Near the start the class are on a visit to an art gallery. We hear the gallery art historian’s explanation – “to the left now there is Palma Vecchio’s Venus, painted in 1520 … nudes, in particular those painted under the guise of mythological figures had become a popular subject during the Italian Renaissance”. But the monologue gets hijacked – “… from the lighter brush strokes around the vagina we can discern that Venus’ pussy is in fact wet. It’s fucking glistening, viewer”. As we hear all this, we’re watching Hans sitting on a chair in his white underpants, masturbating furiously with what’s obviously an enormous erection. He’s in the gallery lavatory gazing at an illustrated art catalogue. Edd Berridge plays Hans with a manic intensity, and it’s a wonderful swipe at the pretensions of a lot of art history. There’s nothing stiff (well, not much) about this performance …
Later Berridge changes role to become Mr Sonnestisch, the unforgiving teacher who condemns Melchior. He plays the teacher completely straight, upholding morality, but we can’t help remembering that Sonnestisch himself was probably in that gallery lavatory, years ago. Maybe it’s the repression of that memory that’s making him so unforgiving now.

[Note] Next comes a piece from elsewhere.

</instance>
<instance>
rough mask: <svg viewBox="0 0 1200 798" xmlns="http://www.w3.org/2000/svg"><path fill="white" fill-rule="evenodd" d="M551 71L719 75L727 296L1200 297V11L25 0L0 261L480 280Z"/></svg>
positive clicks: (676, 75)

Very competent staging. Imaginative lighting helped convey mood, and provided a route into the afterlife for the two who die. One of my favourite moments was when Rosanna Bini as Ilse was talking late at night on Skype. She sat cross-legged on the floor with her laptop open in front of her, and the screen light cast an enormous shadow of her onto the back wall. She was here, but also there. Real, but also a fleeting, insubstantial image. It illustrated the internet perfectly.
It illustrated Conor Baum’s skill as a director, too. As they did in ‘Gertrude – The Cry’, the company manage to create a credible reality out of just a bare room and a few chairs. In the last scene the actors came on in their white underwear again. They stood along the walls and became gravestones in a cemetery. Because the actors believed in the graveyard, we as an audience chose to believe in it as well, and so the graveyard rose up before us. The magic of theatre never ceases to astound me.